WHEN Ellie Stanton, an impoverished young postgraduate, is offered a job with the small, secretive and fabulously wealthy Monsalvat Bank in London, it is a chance too good to turn down – an invitation to join a world of wealth and privilege.

Against her better judgement, she accepts – only to find out that the bank is not all it seems. Ellie soon realises that her life belongs to her employers – and that they’re watching her every move.

Meanwhile, in medieval France, a young knight, Chrétien De Troyes is on a secret mission of murder.

But how are their stories related?

In his ninth novel, York author Tom Harper has conjured up a deeply satisfying ‘time-slip’ thriller, in which an ancient evil threatens the world.

Deep in the medieval vaults of the Monsalvat Bank, Ellie discovers, is a closely-guarded treasure of terrible power. And it just happens to be the same one for which Chrétien was searching centuries before… With its title and front-cover blurb – “Eight centuries of deceit hide a deadly secret” – this sounds like another Dan Brown-style potboiler.
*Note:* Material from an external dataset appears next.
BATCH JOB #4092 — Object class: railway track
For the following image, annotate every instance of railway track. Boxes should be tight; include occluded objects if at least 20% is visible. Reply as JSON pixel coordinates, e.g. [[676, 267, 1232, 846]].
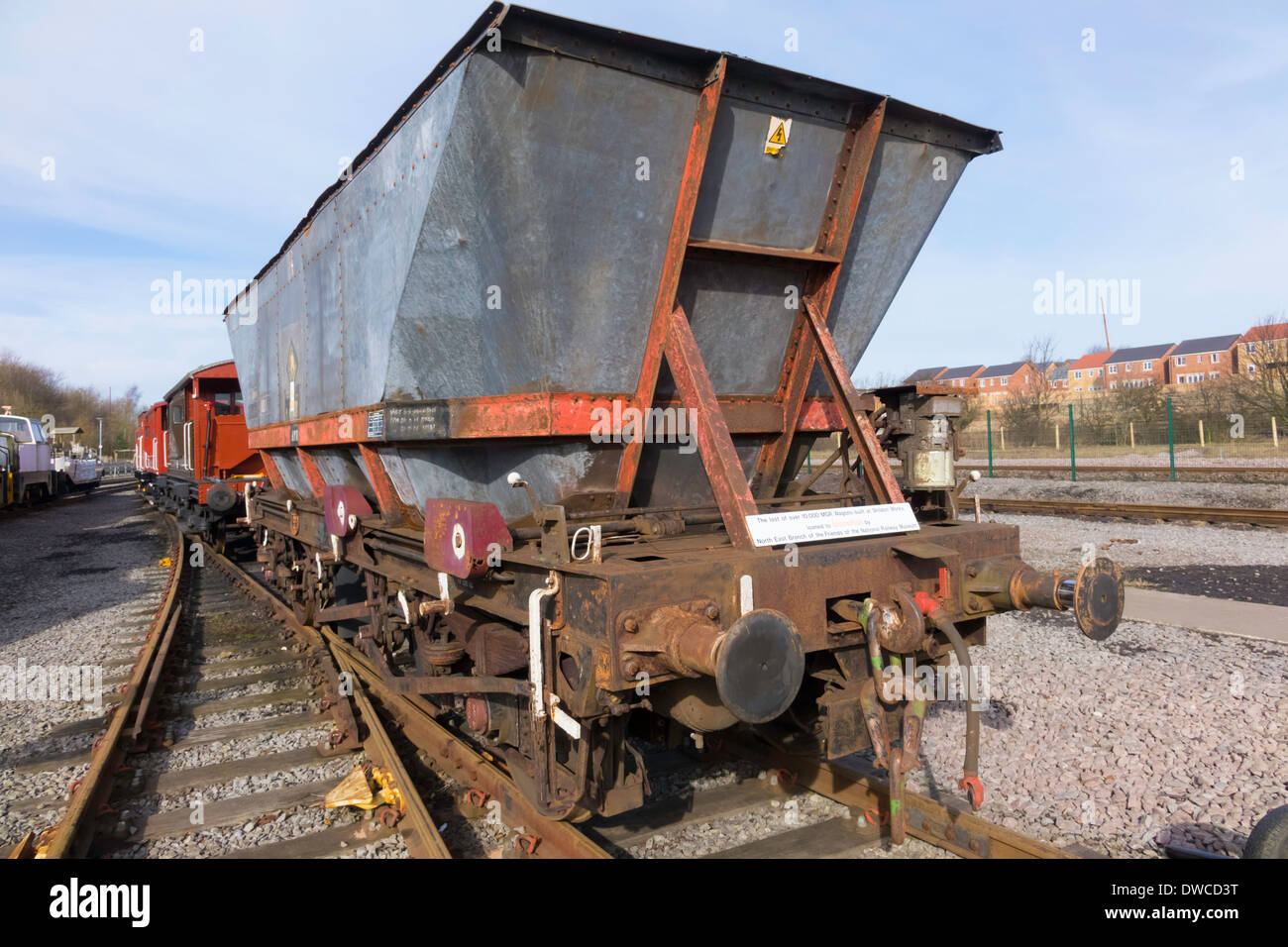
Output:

It is much better than that, however. Tom – real name Edwin Thomas – knows his stuff, for a start. He studied medieval history at Oxford, and has already penned three successful novels about the crusades.

He also writes beautifully – his language lean, muscular and menacing. “It’s raining on the morning we come to kill the count,” starts the chapter which introduces the young Chrétien. “The raindrops make rings on the flat sea, a labyrinth of interlocking circles. Our shallow boats glide across the surface and disturb the pattern. The hulls are so thin I can feel the water beneath, like horseflesh.”

Chrétien De Troyes is historically famous as the French poet who put the romance into the Arthurian tales, and helped create the myth of the courtly, gentle knight. The knightly world to which Tom’s Chrétien belongs is anything but, however. The scenes featuring Ellie, meanwhile, start off as claustrophobic, become increasingly frightening, then explode into action.

The author, who live in Dringhouses with his wife, Emma, and two young children, Owen, aged two, and Matthew, just seven months, is now working on his next book – a novel about the Emperor Constantine, who was acclaimed emperor right here in York 2000 or so years ago. “I’m writing a scene set in York now!” he says when he answers the telephone. Writing isn’t always that easy with a young baby to look after, he concedes. “I’ve had to write a few pages typing one-handed, with the baby cuddled in the other arm. But he’s really good. He’s sleeping well!”

Constantine was the man who changed the world, by converting the Roman Empire to Christianity.

You’ll have to wait until next summer to read about him. But The Lazarus Vault is out next week. And it is guaranteed to keep you turning the pages.


The Lazarus Vault is published on September 30.